<巨人1-3ソフトバンク>◇21日◇東京ドーム
最終戦に勝って決める。巨人はソフトバンク戦に敗れ、交流戦の優勝がお預けとなった。先発に菅野智之投手(24)を送り2年ぶりタイトルへ必勝を期したが、打線が沈黙した。今日22日に勝利すればV、敗れればV逸と、分かりやすい展開になった。「絶対に負けられない戦い」は、原辰徳監督(55)が開幕前から望んでいたところ。今季最初の大一番だ。
交流戦優勝へ高ぶる巨人の打者たちと、ソフトバンク帆足の老練な投球が、かみ合ってしまった。荒れ球に見せる高度なテクニックに狙いを絞れず、持ち前の強振も逆効果だった。4回村田。5回小林。7回ロペス。内野ゴロで3度の併殺では、小差の主導権は握れなかった。原監督の第一声は「大事なところで、ダブルプレーで遮断した。相手を分かっていながら、そういう(強引な)バッティングをしたら、こうなる」と敗因に対して端的だった。
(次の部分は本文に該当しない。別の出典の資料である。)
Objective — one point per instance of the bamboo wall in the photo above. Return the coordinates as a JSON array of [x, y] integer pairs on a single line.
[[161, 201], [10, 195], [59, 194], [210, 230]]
盤石の菅野で決める青写真はあった。監督は「今日が非常に重要な位置付けの試合だった」と認めた。ただ、負けたことで、この上なくシンプルな展開になった。今日22日のソフトバンクとの一騎打ちに勝てば交流戦を制す。落とせば言わずもがな。今季67試合目にして1戦必勝の舞台が訪れた。「こういう形で明日を迎えられる。喜びを感じて戦いたい」と、意気盛んに締めた。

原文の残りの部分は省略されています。